# pepsi max



## traceycat

could i be doing myself harm by drinking pepsi max. i have been drinking alot latley at least 2 litre a day , could this be the reason by weight isnt going down aswel. thanks for any replies xxx


----------



## chrismbee

With only trace amounts of sugar and calories, I don't see how the max could contribute to weight gain.
There was a (tabloid-sensationalised) story a couple of years ago about increased risk of gum disease, when drinking lots of carbonated drinks, but I suspect that the well-informed journos forgot to differentiate between full sugar and sugar-free versions; there were reports that the sugar-free versions have high acid content, which did the harm.  However, as with many media fads, this topic seemed to fade away quite quickly.
There could be other associations with affects on metabolism or absorption into the bloodstream, but I haven't seen any decent research on that either.


----------



## Royston46

Hi Traceycat,

I can't see how the max could contribute to your weight not going down  butr im no expert. I must admit when I firsst started the healthy eating plan I did drink a lot of diet pepsi but soon got sick of it, I prefer sparkling water now.


----------



## Ellie Jones

Indesting large amounts of artifical sweetner and the caffine content that is said not to be good for the individual in large amounts..

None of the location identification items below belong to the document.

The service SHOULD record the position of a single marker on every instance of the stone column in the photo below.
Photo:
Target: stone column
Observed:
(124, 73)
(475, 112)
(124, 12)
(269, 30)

There isn't anything that could have an effect on weight!


----------



## Steff

Hope not tracey its the only alternative to water i drink


----------



## Jennywren

Hi , i dont think it would affect your weight , but i was told to slow down on these types of drinks because of the harm they do to your teeth ! when i first started drinking these drinks because they were sugar free i was told by dentist that they were ruining my teeth because of the amount of acidity in them , us diabetics cant win can we ?


----------



## BigMalc

I drink alot of these too, albeit mainly diet coke, possibly knocking on the 2l a day mark as well. 

The nutrionist I saw at the clinic at the hospital did advise that whilst they dont know why they thought that too much of the aspartame type sweetners tended to inhibit weight loss (not stop it, just make it harder/slower) and that in preference to go for the sucralose type instead.  

I have done that for my tea sweetners, ditching canderel for splenda in most cases, but cannot stay off the d coke for too long as without switching to sweets mid pm, I need the caffeine to get through the day!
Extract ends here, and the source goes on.